Re: Virtual Functions And Inline Definition

From:
James Kanze <james.kanze@gmail.com>
Newsgroups:
comp.lang.c++
Date:
Fri, 8 May 2009 07:01:42 -0700 (PDT)
Message-ID:
<2e3c7315-2be3-41e8-ba31-4b64b24922ea@v17g2000vbb.googlegroups.com>
On May 8, 11:49 am, Neelesh <neelesh.bo...@gmail.com> wrote:

On May 8, 1:59 pm, James Kanze <james.ka...@gmail.com> wrote:>
On May 7, 9:04 pm, Neelesh <neelesh.bo...@gmail.com> wrote:

On May 7, 11:36 pm, Marcelo De Brito <Nosopho...@gmail.com> wrote:

Why is not possible to define a pure virtual inline
function in C++?

It is possible (but the 'inline' request will be ignored).


It certainly will not be ignored.


The above inline request can be honored by the compiler only
if the compiler can prove that this function is never called
polymorphically. I guess that is extremely difficult.
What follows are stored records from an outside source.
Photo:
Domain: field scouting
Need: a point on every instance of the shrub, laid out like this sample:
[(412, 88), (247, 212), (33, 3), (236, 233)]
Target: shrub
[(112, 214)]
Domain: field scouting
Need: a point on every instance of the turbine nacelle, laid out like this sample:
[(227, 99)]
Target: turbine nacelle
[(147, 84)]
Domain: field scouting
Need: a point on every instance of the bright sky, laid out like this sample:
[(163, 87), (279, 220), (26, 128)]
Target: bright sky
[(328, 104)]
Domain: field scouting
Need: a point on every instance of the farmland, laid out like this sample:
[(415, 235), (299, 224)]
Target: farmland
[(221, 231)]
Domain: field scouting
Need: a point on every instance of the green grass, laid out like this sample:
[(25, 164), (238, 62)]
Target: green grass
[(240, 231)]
First, the standard requires that the "request" be honored. The
way the "one definition rule" works is different for inline
functions and non-inline functions. And this is, strictly
speaking, the only formal difference. (A good compiler will, of
course, take the recommended hint into consideration. Unless it
can do better by ignoring it.) A function declared inline
*must* be defined in every translation unit it uses; a function
which in not declared inline must be defined in exactly one
translation unit, no more, no less. And a compiler which
ignores is broken, to the point of being unusable. (But I've
never seen a compiler which ignored it.)

Second, a function which is declared virtual is always called
polymorphically---i.e. the actual function called will depend on
the dynamic type of the object. How the compiler achieves this
is its business, of course, but typically, all of the compilers
I know use exactly the same mechanism as for a non-inline
function anytime they know the dynamic type. Which isn't
necessarily that rare, depending on how the object is used.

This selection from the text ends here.